Porque sí, el equipo no convencía. Todos lo hemos visto más de una vez: Millonarios era predecible, con poca fluidez, sostenido más en resultados que en fútbol. Eso es innegable y es motivo suficiente, con el tiempo, para pensar en un cambio. Pero echar al técnico un día antes del clásico capitalino no es una decisión futbolística, es un capricho. Y los caprichos, en un club de esta magnitud, se pagan caro.
La salida de Bustos fue un golpe bajo también para el plantel. Los jugadores, después de perder el clásico 3-2 ante Santa Fe, no sabían ni qué declarar. Decían que era decisión de los directivos, que así se manejan las cosas, que estaban sorprendidos pero que se deben a Millonarios. Omar “El Cabezón” Rodríguez, el interino que ni siquiera había dirigido un entrenamiento con el plantel, reconoció que el grupo llegó "tocado" a un partido que necesitaba unidad y claridad, no improvisación de última hora.
El resultado en la cancha fue el esperado: Millonarios arrancó bien, se fue arriba, pero terminó regalando el clásico en 25 minutos de desconcentración. No hubo mejoría táctica, no hubo un salto de calidad, apenas hubo un equipo golpeado tratando de sostenerse emocionalmente en medio del ruido institucional. El "capricho" que mencionaba anteriormente, se notó exactamente donde más dolía: en el clásico 326.

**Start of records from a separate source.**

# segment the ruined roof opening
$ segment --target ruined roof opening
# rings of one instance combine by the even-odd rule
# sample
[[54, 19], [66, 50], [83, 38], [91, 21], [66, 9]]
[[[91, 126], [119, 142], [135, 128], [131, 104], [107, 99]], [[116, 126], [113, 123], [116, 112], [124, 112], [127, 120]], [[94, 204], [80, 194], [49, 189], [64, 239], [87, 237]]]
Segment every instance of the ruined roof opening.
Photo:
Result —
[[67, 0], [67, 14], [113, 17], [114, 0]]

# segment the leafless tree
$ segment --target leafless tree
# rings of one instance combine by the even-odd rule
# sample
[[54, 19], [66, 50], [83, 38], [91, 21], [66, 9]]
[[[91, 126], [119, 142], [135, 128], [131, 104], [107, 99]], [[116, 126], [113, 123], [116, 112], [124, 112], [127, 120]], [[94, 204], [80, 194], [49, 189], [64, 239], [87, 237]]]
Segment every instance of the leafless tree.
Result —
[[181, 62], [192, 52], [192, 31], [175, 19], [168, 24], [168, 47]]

Ahora bien, ¿qué pretende la dirigencia con este movimiento? La idea, entiendo, es evolucionar, traer a alguien de jerarquía que le dé a Millonarios el salto que Bustos no pudo dar. Pero el nombre que más suena para reemplazarlo es Gamero, un viejo conocido de esta casa. Y ahí es donde el discurso se cae solo: no se saca a un técnico de forma abrupta, a un día del clásico, para después volver a lo mismo de siempre.
Este movimiento, tal como se ejecutó, no fortalece al club. Lo desestabilizó. Generó inconformidad puertas adentro y dejó al plantel a la deriva justo antes de un partido clave, sin garantizar nada mejor de lo que había.
Sacar a Bustos podía ser lo correcto. Sacarlo así, en el momento equivocado y sin un plan claro detrás, es apenas otra muestra de que en Millonarios seguimos dependiendo de las decisiones improvisadas y erradas que se toman desde arriba.